Two Studies Provide New Evidence on the Pre-K Fadeout Phenomenon
Prekindergarten programs improve children’s kindergarten readiness. However, children who do not enroll in these programs tend to catch up to the academic and cognitive skills of their prekindergarten-attending peers partially or fully during elementary school.
This pattern of results—described as convergence or fadeout—has led to policy debates about the value of investing in prekindergarten programs. Child Development recently posted two studies led by researchers at MDRC and the University of Michigan, completed in partnership with the Boston Public Schools (BPS) Department of Early Childhood, exploring when and why the benefits of prekindergarten tend to fadeout or converge over time.
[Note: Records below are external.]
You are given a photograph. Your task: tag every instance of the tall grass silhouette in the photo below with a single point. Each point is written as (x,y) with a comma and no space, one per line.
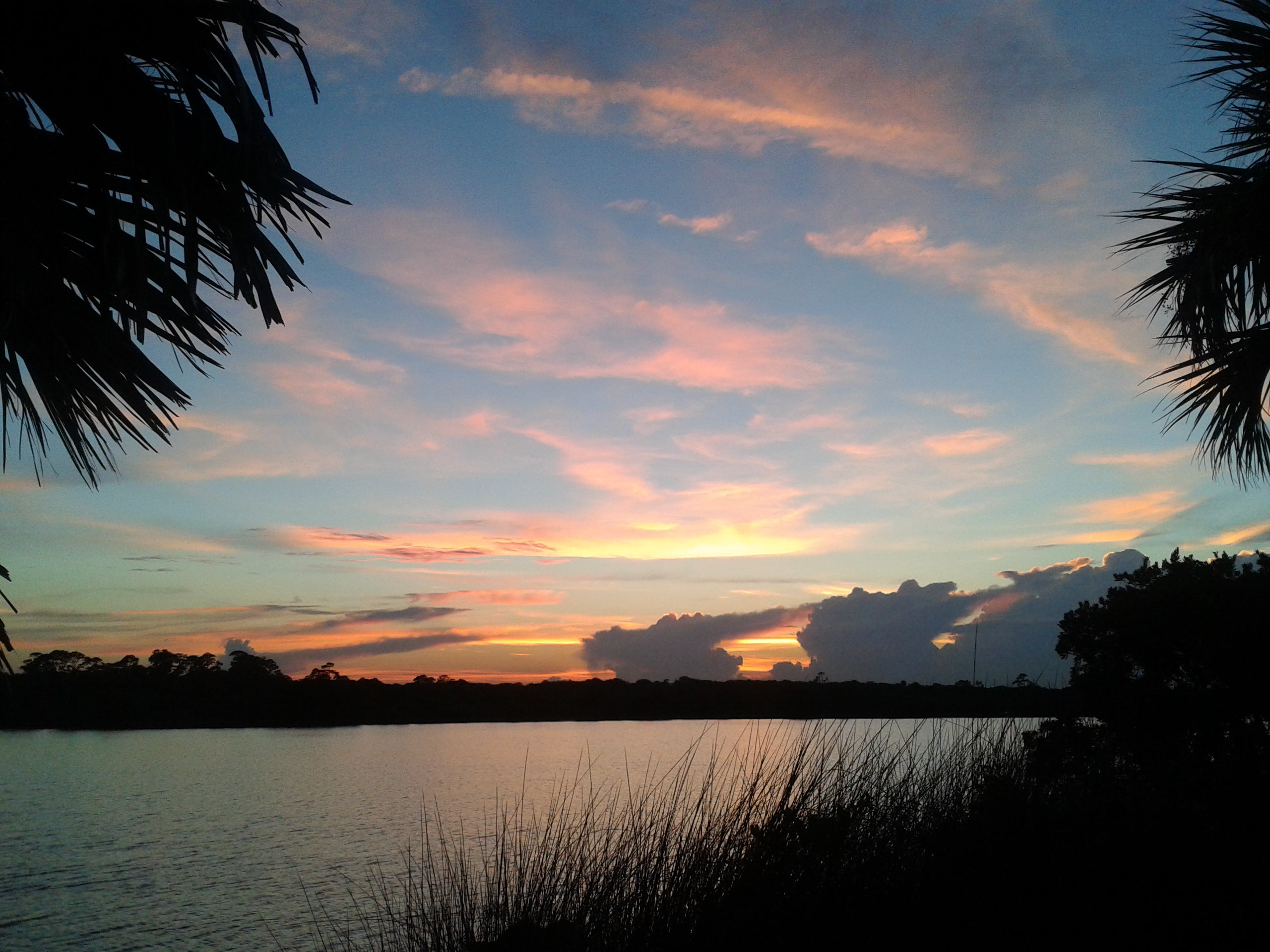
(689,855)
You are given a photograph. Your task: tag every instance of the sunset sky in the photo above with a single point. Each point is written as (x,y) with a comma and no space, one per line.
(649,309)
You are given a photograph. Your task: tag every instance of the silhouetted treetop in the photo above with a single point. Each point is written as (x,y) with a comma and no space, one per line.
(1214,287)
(1180,625)
(140,175)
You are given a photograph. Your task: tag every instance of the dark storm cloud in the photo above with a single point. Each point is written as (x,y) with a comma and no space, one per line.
(888,636)
(677,647)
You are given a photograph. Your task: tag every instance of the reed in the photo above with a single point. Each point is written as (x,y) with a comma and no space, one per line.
(697,855)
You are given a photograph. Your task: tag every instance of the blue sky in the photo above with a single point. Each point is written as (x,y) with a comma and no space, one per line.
(670,309)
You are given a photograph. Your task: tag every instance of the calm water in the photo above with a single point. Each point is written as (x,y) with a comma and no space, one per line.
(212,839)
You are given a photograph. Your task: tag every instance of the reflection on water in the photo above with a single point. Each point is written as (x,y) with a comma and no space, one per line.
(212,839)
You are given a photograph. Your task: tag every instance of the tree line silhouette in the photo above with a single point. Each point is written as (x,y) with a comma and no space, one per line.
(69,690)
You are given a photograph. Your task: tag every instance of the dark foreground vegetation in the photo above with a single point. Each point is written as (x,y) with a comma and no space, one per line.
(1146,821)
(66,690)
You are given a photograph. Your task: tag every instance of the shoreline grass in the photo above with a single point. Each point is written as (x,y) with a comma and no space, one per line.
(784,818)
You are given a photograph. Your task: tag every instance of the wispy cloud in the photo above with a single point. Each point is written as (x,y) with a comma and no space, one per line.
(1162,457)
(552,323)
(491,597)
(366,30)
(698,226)
(677,115)
(965,443)
(298,659)
(1144,507)
(1248,534)
(1023,294)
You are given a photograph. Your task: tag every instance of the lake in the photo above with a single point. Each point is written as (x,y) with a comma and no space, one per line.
(201,839)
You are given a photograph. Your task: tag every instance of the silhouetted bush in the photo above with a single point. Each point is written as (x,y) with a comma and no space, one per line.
(70,691)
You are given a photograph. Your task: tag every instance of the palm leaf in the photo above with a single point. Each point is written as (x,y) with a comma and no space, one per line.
(141,179)
(1214,287)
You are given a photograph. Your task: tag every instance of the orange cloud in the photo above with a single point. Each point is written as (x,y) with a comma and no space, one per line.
(794,112)
(710,520)
(1249,534)
(1162,457)
(1020,293)
(1144,507)
(491,597)
(698,226)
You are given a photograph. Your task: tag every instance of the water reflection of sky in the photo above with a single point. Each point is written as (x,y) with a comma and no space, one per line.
(210,839)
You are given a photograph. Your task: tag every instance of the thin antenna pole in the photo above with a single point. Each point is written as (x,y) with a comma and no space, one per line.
(974,665)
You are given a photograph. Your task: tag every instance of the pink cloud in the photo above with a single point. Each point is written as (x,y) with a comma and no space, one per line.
(1014,290)
(965,443)
(554,324)
(698,226)
(1245,534)
(1144,507)
(491,597)
(785,108)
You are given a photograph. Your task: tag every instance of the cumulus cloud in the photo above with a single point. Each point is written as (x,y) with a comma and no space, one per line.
(685,645)
(892,636)
(882,635)
(790,670)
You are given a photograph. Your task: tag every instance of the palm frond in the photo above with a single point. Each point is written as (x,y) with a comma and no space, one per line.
(140,176)
(1214,287)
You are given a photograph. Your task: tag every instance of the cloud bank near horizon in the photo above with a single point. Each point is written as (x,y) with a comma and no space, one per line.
(916,634)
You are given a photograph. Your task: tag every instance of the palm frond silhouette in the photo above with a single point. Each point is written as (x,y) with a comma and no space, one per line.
(140,176)
(1214,286)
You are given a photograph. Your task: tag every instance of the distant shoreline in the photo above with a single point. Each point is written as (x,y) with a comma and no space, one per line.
(89,701)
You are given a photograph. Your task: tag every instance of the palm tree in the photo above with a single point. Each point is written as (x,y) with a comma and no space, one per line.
(1213,219)
(140,175)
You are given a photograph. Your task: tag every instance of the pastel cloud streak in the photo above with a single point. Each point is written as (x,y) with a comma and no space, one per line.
(552,323)
(1023,294)
(677,115)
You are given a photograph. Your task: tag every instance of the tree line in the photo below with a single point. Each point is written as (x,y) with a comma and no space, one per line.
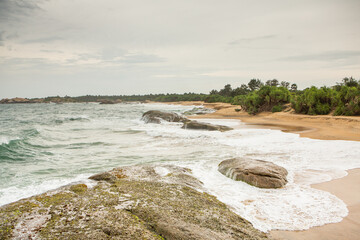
(256,96)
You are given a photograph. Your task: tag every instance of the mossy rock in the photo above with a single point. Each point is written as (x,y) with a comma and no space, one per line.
(138,207)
The BPS prekindergarten program is well-known in the field of early childhood education for being a high-quality program that provides instruction to support children’s development of language, literacy, math, executive functioning, and social-emotional skills.
In the first study, “The Kindergarten Hotspot: Literacy Skill Convergence Between Boston Prekindergarten Enrollees and Non-enrollees,” researchers Christina Weiland, Rebecca Unterman, and Anna Shapiro used a quasi-experimental approach with nearly 5,000 children who applied to the Boston prekindergarten program to determine when fadeout occurred in grades kindergarten through third grade. They found:
- that enrolling in Boston prekindergarten was associated with substantially higher literacy scores at the start of kindergarten;
- benefits persisted through the end of third grade, though they were substantially smaller by then; and
- most of the “catch-up” or “convergence” in literacy skills between enrollees and non-enrollees occurred during kindergarten.
“These results matter because we often lack systematic data on children’s K-2 skills in large-scale systems,” said coauthor Rebecca Unterman from MDRC. “Kindergarten appears to be the key period for future prekindergarten fadeout studies to unpack. Our results also provide further support for the urgency of developing and testing prekindergarten through third-grade models to sustain the prekindergarten boost.”
It’s important to note that the first study occurred before Boston’s reforms to implement approaches to align instruction from prekindergarten through second grade. In the second study, entitled “Is Skill Type the Key to the Pre-K Fadeout Puzzle? Differential Associations Between Enrollment in Pre-K and Constrained and Unconstrained Skills Across Kindergarten,” Meghan McCormick, Christina Weiland, JoAnn Hsueh, Mirjana Pralica, Lillie Moffett, Amanda Ketner, Catherine Snow, and Jason Sachs examined convergence patterns after the reforms and with a richer set of outcome measures. Specifically, they examined associations between enrollment in BPS prekindergarten and children’s constrained and unconstrained language/literacy and math skills in the spring of kindergarten, compared to students who attended another prekindergarten program in the community or did not attend formal prekindergarten at all.
Constrained skills are essential to learn but are competencies that all children are likely to develop quickly when they start school. These include skills that can be directly taught and easily assessed, such as naming the letters of the alphabet, letter sounds, numbers from one to twenty, and counting. In contrast, unconstrained skills—like vocabulary, problem solving, and critical thinking—are limitless and continue to develop across the life course. They are supported through a broad range of activities, like reading, storytelling, and engaging in rich discussions about math concepts, and are more difficult to assess.
The authors of this study found that the benefits of the BPS prekindergarten program were more likely to be sustained for:
- unconstrained language (vocabulary) skills, compared to constrained literacy skills (letter name and sound recognition, early phonics skills); and for
- unconstrained math (problem solving, critical thinking) skills, compared to constrained math skills (numeral recognition, counting, simple sums)
Findings suggest that skill type is an important part of the prekindergarten fadeout puzzle and the initial benefits of prekindergarten on unconstrained skills may be more likely sustained across time, compared to constrained outcomes.
“Both studies suggest that there can be lasting effects of a high-quality prekindergarten program,” said Meghan McCormick from MDRC, the lead author of the second paper examining skill type. “However, they highlight the importance of understanding what exactly is happening to particular types of skills during kindergarten, when the majority of prekindergarten fadeout occurs. Prekindergarten programs should seek to balance instruction to support both constrained and unconstrained skills, and researchers should evaluate the effects of programs on both types of outcomes in the short- and longer-term.”